PAX6 mutation in a family with aniridia, congenital ptosis, and mental retardation

A Malandrini, F Mari, S Palmeri, S Gambelli, G Berti, M Bruttini, A M Bardelli, K Williamson, V van Heyningen, A Renieri

Research output: Contribution to journalArticlepeer-review

Abstract / Description of output

Congenital aniridia is due to deletions and point mutations in the PAX6 gene.
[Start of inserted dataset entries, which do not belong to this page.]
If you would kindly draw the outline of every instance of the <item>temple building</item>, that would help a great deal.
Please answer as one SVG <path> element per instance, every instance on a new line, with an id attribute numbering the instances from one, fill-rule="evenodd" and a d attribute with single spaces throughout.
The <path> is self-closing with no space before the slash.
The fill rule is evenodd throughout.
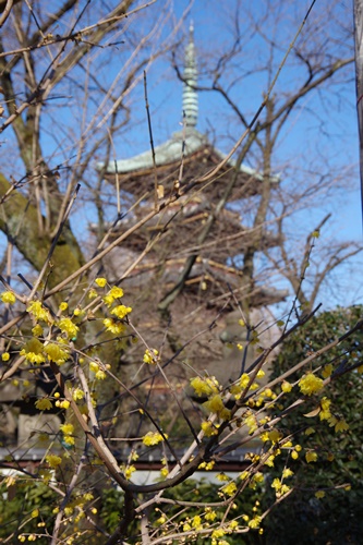
<path id="1" fill-rule="evenodd" d="M 177 191 L 178 187 L 190 189 L 122 242 L 123 252 L 119 255 L 113 253 L 107 262 L 109 274 L 117 280 L 120 270 L 125 269 L 124 265 L 137 258 L 158 235 L 159 240 L 153 250 L 147 252 L 123 284 L 142 289 L 157 278 L 158 284 L 162 286 L 159 293 L 162 298 L 180 280 L 187 257 L 195 255 L 184 281 L 182 296 L 211 307 L 217 303 L 223 305 L 231 299 L 231 289 L 235 290 L 237 299 L 245 296 L 245 293 L 239 291 L 241 271 L 237 264 L 241 264 L 243 249 L 251 240 L 257 239 L 257 233 L 243 226 L 238 210 L 243 199 L 259 194 L 264 178 L 245 165 L 237 169 L 233 160 L 228 160 L 211 182 L 199 183 L 201 177 L 219 165 L 226 156 L 196 129 L 198 96 L 193 31 L 191 25 L 183 73 L 183 129 L 156 146 L 154 157 L 149 149 L 129 159 L 111 161 L 107 166 L 100 164 L 98 168 L 105 171 L 105 178 L 110 183 L 114 184 L 117 180 L 121 193 L 124 192 L 130 202 L 131 211 L 113 228 L 114 237 L 135 226 L 153 209 L 156 177 L 158 189 L 165 197 L 172 194 L 176 186 Z M 227 205 L 221 207 L 220 199 L 234 174 L 237 182 Z M 277 185 L 279 177 L 273 177 L 271 182 Z M 214 220 L 205 237 L 203 233 L 210 216 Z M 258 243 L 258 250 L 263 251 L 276 245 L 278 239 L 264 230 Z M 286 290 L 258 283 L 249 293 L 254 308 L 281 301 L 286 295 Z"/>
<path id="2" fill-rule="evenodd" d="M 110 282 L 119 282 L 130 269 L 121 286 L 125 299 L 133 306 L 132 323 L 137 335 L 159 351 L 164 362 L 168 359 L 172 362 L 168 367 L 168 379 L 181 397 L 191 374 L 195 374 L 194 370 L 215 375 L 225 385 L 240 376 L 240 347 L 241 343 L 245 344 L 247 337 L 246 329 L 240 324 L 239 304 L 243 298 L 249 296 L 253 308 L 252 324 L 268 329 L 262 342 L 269 346 L 274 329 L 265 327 L 265 307 L 287 296 L 286 290 L 277 290 L 258 281 L 254 282 L 252 289 L 250 286 L 249 293 L 244 291 L 241 271 L 243 251 L 254 240 L 256 232 L 243 225 L 240 210 L 249 197 L 258 197 L 264 177 L 244 165 L 237 168 L 230 159 L 215 178 L 201 183 L 203 175 L 226 156 L 196 129 L 196 85 L 197 68 L 191 26 L 183 73 L 182 130 L 156 146 L 154 157 L 149 149 L 129 159 L 97 165 L 106 180 L 119 187 L 123 209 L 126 210 L 111 228 L 109 240 L 136 226 L 154 209 L 156 179 L 159 202 L 180 191 L 181 196 L 172 205 L 123 240 L 105 258 L 102 267 Z M 235 184 L 227 203 L 221 205 L 226 187 L 233 175 L 237 177 Z M 271 182 L 278 185 L 279 178 L 274 177 Z M 267 230 L 256 240 L 261 251 L 278 244 L 276 235 Z M 160 313 L 160 303 L 178 287 L 178 296 L 164 306 L 168 311 L 166 317 L 166 313 Z M 145 374 L 152 373 L 147 365 L 142 372 L 138 371 L 144 351 L 141 342 L 130 342 L 121 361 L 112 364 L 118 366 L 121 376 L 143 379 Z M 253 359 L 254 351 L 250 348 L 244 363 Z M 19 401 L 19 389 L 14 386 L 2 388 L 2 440 L 11 436 L 10 443 L 27 448 L 33 431 L 45 428 L 52 436 L 57 435 L 60 424 L 57 414 L 34 414 L 33 400 L 44 395 L 45 384 L 34 384 L 34 389 L 26 393 L 32 398 L 27 404 L 26 399 Z M 170 402 L 166 382 L 155 376 L 143 384 L 141 396 L 146 396 L 150 403 L 155 397 L 158 407 L 165 403 L 165 416 L 173 425 L 178 409 Z M 32 411 L 26 409 L 31 405 Z M 140 417 L 137 404 L 133 408 L 129 403 L 124 410 L 128 417 L 123 421 L 128 428 L 119 427 L 118 437 L 134 436 L 135 433 L 140 435 L 136 416 L 136 420 L 129 417 L 132 412 Z"/>

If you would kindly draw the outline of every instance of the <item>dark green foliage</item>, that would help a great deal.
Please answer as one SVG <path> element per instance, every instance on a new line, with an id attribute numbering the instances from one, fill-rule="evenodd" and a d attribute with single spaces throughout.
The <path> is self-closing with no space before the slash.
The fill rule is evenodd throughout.
<path id="1" fill-rule="evenodd" d="M 9 484 L 7 477 L 0 484 L 0 541 L 14 534 L 8 543 L 20 543 L 17 535 L 32 532 L 44 534 L 45 529 L 51 533 L 55 522 L 52 509 L 57 505 L 58 495 L 43 482 L 29 479 L 16 477 L 14 484 Z M 38 516 L 32 517 L 36 509 L 39 510 Z M 27 522 L 21 525 L 24 519 Z M 45 525 L 39 528 L 39 523 Z M 49 540 L 38 537 L 37 543 L 46 544 Z"/>
<path id="2" fill-rule="evenodd" d="M 322 347 L 352 328 L 362 317 L 362 307 L 339 308 L 323 313 L 303 328 L 299 329 L 283 344 L 275 362 L 275 375 L 288 371 Z M 346 544 L 361 543 L 363 535 L 363 375 L 359 371 L 341 372 L 363 363 L 363 332 L 356 331 L 343 340 L 328 355 L 314 362 L 312 370 L 331 363 L 332 382 L 322 395 L 306 399 L 298 411 L 288 415 L 282 424 L 283 433 L 293 433 L 294 444 L 313 448 L 318 453 L 316 463 L 306 463 L 301 456 L 289 467 L 297 477 L 297 491 L 282 501 L 267 519 L 266 543 L 271 544 Z M 360 370 L 361 371 L 361 370 Z M 336 377 L 335 377 L 336 375 Z M 293 382 L 301 376 L 289 377 Z M 318 372 L 318 376 L 320 372 Z M 299 389 L 293 388 L 286 402 L 301 398 Z M 319 400 L 331 400 L 330 411 L 344 419 L 349 429 L 336 433 L 326 420 L 319 416 L 306 417 L 304 414 L 318 407 Z M 315 433 L 305 435 L 313 427 Z M 334 455 L 330 462 L 328 458 Z M 287 458 L 277 458 L 271 477 L 280 476 Z M 351 491 L 332 489 L 337 485 L 349 484 Z M 315 497 L 315 492 L 324 489 L 326 496 Z M 267 499 L 267 498 L 266 498 Z M 273 500 L 273 497 L 269 498 Z"/>

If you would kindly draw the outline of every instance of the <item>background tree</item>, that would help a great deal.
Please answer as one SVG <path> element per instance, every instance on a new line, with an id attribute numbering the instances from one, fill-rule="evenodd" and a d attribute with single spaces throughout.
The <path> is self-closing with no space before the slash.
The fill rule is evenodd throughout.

We describe here a case of a mother and her two sons with a syndrome comprising congenital aniridia, ptosis, and slight mental retardation. The sons also show behavioral changes. The possibility of deletion around the PAX6 locus was excluded by polymorphism studies and fluorescence in situ hybridization analysis. Mutation screening of the PAX6 gene revealed the presence of a transversion C719A, resulting in the substitution of arginine for serine at residue 119. We suggest that this missense mutation is responsible both for aniridia and ptosis, and possibly also for the observed cognitive dysfunction in this family.

Original languageEnglish
Pages (from-to)151-4
Number of pages4
JournalClinical genetics
Issue number2
Publication statusPublished - Aug 2001

Keywords / Materials (for Non-textual outputs)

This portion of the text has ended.